I can't really blame turkers for approaching their work in a clever way.  Instead, I lay the blame on Amazon, for making counterproductive behavior so easy.

It's especially galling because it would be very easy to fix the problem. On the HIT design page, they should add a "Turkers can only accept HITs in the order they're presented" flag to each batch.  For tasks with this flag checked, turkers would be be shown one HIT at a time.  They'd be unable to view or accept others in the batch until they'd completed the HIT in front of them***. This would effectively deny turkers control over which HITs they choose to do within a batch****.  It would end the party for skimmers, but make the market more efficient overall.  A simple tweak to the market -- problem solved.

How about it Amazon?

* You can think about the social deadweight loss from skimming like this:
Let T be the total time all workers spend completing HITs.  Skimming doesn't change T -- the total amount of task work is constant. But skimming itself is time consuming. Let S be the deadweight loss due to skimming on a given batch.  Like T, the total wage for a given batch is also constant.  Call it W.

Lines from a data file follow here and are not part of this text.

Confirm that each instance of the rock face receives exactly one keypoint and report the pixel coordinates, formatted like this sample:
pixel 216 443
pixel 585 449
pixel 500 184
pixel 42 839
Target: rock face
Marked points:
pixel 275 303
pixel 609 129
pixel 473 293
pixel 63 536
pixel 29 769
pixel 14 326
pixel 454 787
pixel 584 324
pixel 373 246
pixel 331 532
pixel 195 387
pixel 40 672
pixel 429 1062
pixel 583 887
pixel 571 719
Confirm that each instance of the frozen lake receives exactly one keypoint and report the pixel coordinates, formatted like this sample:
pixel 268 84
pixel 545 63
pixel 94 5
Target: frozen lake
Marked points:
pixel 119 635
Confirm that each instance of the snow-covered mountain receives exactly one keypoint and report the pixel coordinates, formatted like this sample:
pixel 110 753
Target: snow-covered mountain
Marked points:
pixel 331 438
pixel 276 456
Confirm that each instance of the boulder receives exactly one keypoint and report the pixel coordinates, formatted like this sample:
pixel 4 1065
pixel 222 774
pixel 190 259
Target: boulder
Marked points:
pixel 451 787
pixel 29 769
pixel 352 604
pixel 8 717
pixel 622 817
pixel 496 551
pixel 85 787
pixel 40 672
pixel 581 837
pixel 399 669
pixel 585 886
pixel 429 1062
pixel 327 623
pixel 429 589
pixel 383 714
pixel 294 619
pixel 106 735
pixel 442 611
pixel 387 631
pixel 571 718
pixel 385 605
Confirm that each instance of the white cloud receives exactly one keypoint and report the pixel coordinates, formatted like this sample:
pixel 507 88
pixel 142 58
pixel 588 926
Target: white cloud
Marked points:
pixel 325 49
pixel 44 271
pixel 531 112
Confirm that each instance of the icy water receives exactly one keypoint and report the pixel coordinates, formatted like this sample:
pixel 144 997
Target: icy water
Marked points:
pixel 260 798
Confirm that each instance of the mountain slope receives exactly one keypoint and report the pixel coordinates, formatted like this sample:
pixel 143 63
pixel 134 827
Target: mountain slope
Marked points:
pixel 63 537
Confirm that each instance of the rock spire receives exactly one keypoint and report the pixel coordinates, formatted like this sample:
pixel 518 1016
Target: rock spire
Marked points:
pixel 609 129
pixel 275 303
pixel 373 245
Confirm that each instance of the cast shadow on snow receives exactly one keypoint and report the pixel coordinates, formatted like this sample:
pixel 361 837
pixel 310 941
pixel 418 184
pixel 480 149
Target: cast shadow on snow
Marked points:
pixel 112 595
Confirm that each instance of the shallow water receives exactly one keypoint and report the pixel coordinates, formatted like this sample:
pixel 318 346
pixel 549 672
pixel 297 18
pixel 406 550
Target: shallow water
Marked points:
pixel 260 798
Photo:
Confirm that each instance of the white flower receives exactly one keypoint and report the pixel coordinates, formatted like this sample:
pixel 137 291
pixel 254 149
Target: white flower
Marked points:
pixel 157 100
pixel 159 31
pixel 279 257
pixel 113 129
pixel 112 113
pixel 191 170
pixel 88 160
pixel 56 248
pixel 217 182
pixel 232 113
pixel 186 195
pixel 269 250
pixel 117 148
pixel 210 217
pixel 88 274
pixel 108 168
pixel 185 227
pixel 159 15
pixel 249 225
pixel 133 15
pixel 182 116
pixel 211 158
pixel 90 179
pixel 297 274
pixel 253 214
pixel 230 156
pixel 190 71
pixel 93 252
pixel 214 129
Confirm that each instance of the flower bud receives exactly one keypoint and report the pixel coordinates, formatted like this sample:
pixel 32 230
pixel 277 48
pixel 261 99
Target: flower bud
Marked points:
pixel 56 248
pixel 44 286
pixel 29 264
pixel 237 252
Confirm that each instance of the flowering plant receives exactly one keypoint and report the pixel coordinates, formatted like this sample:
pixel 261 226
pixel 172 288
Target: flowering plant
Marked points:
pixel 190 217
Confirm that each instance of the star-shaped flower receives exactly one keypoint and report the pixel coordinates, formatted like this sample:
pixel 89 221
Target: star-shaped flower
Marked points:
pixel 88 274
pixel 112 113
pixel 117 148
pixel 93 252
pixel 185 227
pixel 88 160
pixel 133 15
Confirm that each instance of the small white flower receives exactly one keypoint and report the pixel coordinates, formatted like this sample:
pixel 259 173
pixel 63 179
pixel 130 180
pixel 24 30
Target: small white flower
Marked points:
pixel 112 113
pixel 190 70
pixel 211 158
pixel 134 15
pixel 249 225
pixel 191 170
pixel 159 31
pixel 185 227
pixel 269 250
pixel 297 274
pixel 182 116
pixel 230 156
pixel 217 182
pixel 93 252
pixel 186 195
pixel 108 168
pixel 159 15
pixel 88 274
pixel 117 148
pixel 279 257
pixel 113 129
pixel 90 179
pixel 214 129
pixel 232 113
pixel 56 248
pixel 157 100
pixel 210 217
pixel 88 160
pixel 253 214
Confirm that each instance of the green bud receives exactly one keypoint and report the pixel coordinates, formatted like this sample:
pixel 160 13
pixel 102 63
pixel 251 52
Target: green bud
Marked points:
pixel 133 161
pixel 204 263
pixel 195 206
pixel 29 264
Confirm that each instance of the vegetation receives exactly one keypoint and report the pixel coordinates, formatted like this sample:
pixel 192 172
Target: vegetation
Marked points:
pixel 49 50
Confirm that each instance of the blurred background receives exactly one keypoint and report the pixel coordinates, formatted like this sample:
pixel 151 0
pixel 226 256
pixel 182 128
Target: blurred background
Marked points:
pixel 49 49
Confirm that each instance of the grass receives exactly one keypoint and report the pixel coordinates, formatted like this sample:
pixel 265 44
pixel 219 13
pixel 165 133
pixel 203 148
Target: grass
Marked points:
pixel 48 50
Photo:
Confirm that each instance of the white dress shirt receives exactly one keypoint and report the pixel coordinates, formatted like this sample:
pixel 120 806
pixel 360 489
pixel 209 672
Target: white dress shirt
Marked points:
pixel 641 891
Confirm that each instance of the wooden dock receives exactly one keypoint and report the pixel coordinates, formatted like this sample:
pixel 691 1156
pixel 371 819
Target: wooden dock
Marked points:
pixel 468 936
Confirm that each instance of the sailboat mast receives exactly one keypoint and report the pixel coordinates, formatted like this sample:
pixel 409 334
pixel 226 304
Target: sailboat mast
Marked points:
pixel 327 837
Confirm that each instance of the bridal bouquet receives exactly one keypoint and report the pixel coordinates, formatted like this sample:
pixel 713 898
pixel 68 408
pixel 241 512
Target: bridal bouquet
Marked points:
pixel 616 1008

In aggregate, the effective hourly wage for the whole batch without skimming is W/T.  With any amount of skimming it is always less:  W/(T+S). So although skimming may improve the hourly wage of the most aggressive cherry pickers, on the whole it always hurts the hourly wage of the mturk market as a whole.

** Yes, yes -- I know that this is not an acid test: there are other explanations for hourly rates that decline over the life of a task.  Still, it's good corroborating evidence for an explanation that makes a lot of sense to begin with.

*** Only viewing one HIT at a time might make it harder for turkers to get a sense of what a given batch is like. There's a simple fix for this as well: allow turkers to see the next k tasks, where k is a small number chosen by the requester. This might make it harder to build a RESTful interface for turkers, though. I haven't thought it through in detail.

**** It's possible that requesters would abuse this power by doing a bait-and-switch: showing easy HITs first and then making them more difficult once workers have invested in learning the task. This seems like a minor concern---if the tasks get tough or boring, turkers can always vote with their feet. But if we're worried about it, there's an easy fix here as well: take control of the HIT sequence away from requesters, just like we took it away from workers. It would be very easy to randomize the order of tasks when the "no skimming" box is checked.  Or allow requesters to click a separate "randomize tasks" box, with Amazon acting as credible intermediary for the transaction.